Let’s hold on to the few that protect us, and release the many that hold us back.

People once “knew” for certain that the sun revolved around the earth. When others use fear to knock us off our paths and keep us in line, there’s no percentage in trying to judge whether they mean to hurt us or help us. However, it IS useful to consciously replace beliefs that no longer work. Gregg Braden offers concrete tips on how to do this in The Spontaneous Healing of Belief: Shattering the Paradigm of False Limits.

I don’t know where Bill is now and I never went to the track with him, but I do know this. It was a perfect spring afternoon and the horses would have been amazing to watch.

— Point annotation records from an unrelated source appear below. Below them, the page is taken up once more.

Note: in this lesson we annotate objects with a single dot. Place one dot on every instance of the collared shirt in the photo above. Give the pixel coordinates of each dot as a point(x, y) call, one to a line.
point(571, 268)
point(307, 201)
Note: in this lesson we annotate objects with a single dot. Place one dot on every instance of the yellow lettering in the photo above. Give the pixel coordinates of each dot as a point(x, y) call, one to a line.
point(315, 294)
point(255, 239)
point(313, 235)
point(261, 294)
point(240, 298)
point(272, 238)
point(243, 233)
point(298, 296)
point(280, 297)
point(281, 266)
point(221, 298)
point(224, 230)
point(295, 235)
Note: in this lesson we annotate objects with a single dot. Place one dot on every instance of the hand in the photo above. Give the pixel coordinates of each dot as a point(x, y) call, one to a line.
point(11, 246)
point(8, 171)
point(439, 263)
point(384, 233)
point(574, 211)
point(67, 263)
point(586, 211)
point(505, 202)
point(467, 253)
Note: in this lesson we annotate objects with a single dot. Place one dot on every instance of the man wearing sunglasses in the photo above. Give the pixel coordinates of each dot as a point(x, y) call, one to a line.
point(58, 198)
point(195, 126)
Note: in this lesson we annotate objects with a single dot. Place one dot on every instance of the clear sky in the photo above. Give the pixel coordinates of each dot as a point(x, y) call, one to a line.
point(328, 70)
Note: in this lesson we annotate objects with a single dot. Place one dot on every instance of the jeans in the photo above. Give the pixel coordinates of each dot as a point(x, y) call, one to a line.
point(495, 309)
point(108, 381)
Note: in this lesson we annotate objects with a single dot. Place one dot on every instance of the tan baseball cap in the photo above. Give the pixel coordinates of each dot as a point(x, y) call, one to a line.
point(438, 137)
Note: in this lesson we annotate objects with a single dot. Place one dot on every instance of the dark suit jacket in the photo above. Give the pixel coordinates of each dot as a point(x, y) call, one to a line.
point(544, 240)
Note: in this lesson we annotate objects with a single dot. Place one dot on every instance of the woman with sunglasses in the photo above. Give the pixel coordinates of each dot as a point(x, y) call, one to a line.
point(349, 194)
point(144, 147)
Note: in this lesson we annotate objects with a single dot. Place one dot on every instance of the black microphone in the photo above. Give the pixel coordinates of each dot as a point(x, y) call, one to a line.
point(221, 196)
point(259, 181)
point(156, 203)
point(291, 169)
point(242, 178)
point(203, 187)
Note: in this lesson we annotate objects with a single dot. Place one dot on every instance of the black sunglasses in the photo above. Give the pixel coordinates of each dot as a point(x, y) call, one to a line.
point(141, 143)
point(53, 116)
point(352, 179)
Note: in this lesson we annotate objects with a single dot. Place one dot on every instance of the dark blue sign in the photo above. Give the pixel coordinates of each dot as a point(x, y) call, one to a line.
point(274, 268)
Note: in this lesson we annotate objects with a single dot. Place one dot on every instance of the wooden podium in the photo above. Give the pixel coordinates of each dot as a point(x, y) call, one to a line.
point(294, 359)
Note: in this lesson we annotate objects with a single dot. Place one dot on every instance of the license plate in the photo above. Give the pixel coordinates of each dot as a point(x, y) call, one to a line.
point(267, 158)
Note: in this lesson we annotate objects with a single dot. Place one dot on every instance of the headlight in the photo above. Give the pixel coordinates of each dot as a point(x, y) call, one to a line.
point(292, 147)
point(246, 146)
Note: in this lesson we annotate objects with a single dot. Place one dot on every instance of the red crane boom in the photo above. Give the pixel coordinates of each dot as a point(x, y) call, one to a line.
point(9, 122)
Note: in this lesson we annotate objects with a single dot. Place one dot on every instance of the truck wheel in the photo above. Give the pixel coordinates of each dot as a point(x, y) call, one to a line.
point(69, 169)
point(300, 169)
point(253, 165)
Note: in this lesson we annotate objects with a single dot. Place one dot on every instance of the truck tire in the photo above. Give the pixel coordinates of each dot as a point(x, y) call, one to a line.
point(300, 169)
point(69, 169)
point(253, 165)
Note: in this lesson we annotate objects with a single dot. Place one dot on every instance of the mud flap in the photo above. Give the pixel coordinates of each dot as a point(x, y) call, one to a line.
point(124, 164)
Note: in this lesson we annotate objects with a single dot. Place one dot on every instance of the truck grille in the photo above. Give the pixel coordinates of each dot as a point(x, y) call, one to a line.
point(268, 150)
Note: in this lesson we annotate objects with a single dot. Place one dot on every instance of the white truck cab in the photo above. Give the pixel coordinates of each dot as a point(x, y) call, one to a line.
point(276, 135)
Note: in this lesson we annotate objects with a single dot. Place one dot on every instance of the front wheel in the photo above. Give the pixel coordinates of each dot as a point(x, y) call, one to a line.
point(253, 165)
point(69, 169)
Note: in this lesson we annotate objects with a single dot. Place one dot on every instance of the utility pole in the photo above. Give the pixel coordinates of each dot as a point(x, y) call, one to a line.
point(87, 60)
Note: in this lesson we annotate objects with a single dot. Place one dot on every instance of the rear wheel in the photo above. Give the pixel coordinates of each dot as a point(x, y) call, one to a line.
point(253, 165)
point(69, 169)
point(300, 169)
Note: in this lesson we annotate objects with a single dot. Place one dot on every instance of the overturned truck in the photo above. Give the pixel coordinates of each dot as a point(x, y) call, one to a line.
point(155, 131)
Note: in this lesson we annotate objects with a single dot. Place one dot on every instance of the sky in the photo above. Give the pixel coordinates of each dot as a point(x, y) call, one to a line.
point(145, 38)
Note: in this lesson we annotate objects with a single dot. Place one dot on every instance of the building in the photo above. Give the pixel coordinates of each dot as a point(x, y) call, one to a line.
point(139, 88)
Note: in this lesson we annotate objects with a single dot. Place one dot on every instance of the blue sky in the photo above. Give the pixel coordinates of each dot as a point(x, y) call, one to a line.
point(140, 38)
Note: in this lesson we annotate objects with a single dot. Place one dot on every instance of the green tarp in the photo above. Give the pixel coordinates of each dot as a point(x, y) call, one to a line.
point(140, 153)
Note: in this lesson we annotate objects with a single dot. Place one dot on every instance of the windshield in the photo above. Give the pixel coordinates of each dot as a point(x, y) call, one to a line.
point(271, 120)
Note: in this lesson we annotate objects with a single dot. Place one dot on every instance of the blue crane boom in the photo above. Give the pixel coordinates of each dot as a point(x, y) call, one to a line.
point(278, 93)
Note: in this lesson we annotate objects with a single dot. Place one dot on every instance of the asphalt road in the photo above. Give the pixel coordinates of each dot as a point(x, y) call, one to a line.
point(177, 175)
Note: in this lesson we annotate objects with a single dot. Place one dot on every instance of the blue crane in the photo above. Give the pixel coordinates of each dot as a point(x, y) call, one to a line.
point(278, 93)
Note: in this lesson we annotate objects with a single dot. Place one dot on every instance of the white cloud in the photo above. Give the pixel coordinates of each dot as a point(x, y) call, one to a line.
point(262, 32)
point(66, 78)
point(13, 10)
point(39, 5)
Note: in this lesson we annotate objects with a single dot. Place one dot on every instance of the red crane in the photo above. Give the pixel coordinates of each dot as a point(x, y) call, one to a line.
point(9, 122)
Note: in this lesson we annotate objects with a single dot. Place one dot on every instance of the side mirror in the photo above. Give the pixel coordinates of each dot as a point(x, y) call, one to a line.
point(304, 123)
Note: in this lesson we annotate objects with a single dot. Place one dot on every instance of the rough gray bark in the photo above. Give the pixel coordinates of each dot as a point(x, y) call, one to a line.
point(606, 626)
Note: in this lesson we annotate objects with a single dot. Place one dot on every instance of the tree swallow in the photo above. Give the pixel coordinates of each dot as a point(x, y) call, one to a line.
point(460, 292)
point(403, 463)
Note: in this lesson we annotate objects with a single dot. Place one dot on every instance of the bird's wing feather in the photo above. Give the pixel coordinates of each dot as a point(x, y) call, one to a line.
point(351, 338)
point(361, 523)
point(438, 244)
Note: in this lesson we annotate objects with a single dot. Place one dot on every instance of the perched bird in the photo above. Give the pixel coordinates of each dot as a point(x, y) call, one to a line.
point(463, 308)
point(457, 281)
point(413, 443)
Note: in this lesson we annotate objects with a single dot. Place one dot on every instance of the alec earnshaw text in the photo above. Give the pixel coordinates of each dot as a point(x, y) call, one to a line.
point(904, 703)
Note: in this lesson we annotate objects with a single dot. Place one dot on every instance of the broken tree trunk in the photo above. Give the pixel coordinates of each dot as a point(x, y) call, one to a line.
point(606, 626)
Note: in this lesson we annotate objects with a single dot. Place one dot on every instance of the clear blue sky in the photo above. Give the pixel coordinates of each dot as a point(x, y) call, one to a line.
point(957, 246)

Questions: What belief turned out to be a paper tiger when you challenged it? How would you rate the length of my posts? A bit long? Way too long? About right? I’d like to improve my offerings here to make them more readable and useful. Thanks!

  • Karen Dickens Emerson

    Oh, this one is way too true, except for the part about your face not actually sticking like that. Mine did. That aside, my mother’s mantra, “You can’t do that, it’s too competitive” has taken a good long life to overcome, and I am still not sure I have gotten over it. I have always been one to shoot for the stars, not seeing why not until BOOM! Mom’s bazooka, loaded with her fears shot it down again and again, even when I was well on the path and already attaining some level of success. I don’t know why I bought into it, but I still get shaky approaching my dreams, and have a hard time believing them when they are realizing. I have ways of diminishing the success by taking myself for granted. “Oh if I could do that, anyone could. It’s no big deal.” But when I can step out and look at those things more objectively, I see that I have a set of uncommon and special qualities. Little by little, I am learning to trust myself and keep my eye on those stars they way you keep your eye on the ball. I appreciate your words which add strength and courage, making things appear perhaps a little less daunting.

  • Russ Packham

    All I know about parenting, I learned from Bill Cosby. Some day, if I ever have kids, I’m prepared…maybe. I’m slowly overcoming the “You don’t want to do that. There’s no future in that…” statements I heard growing up. This usually occurred when I announced my latest future profession that wasn’t in the medical or legal field. I didn’t write those two off, I spent a summer working at a hospital as a volunteer and learned enought to know that a career there wasn’t for me. A quick glance at the tomes of legal reference works were enough to put me off the legal path.

    I had an accounting instructor in college that really used to make us think. He would give us a simple business transaction and ask us for the book entries for that transaction. As soon as one student gave an answer, his response would be, “That’s correct. Now, give me another set of entries.” What he was demonstrating is that accounting entries are not exactly carved in stone. There is no single correct set of entries for any transaction. Some people think “creative accounting” is an oxymoron, but after over 20 years in the profession, I can tell you it’s the rule rather than the exception.

    Now when I’m faced with a challenge, I look at an outcome of just one of many possiblilities. I find I have more options than I thought at first sight.

    Great post, Tim. And I find the posts just right in length. As Mozart once said when his work was criticized as having “too many notes,” he said, “I used exactly as many notes as I needed. No more and no fewer.”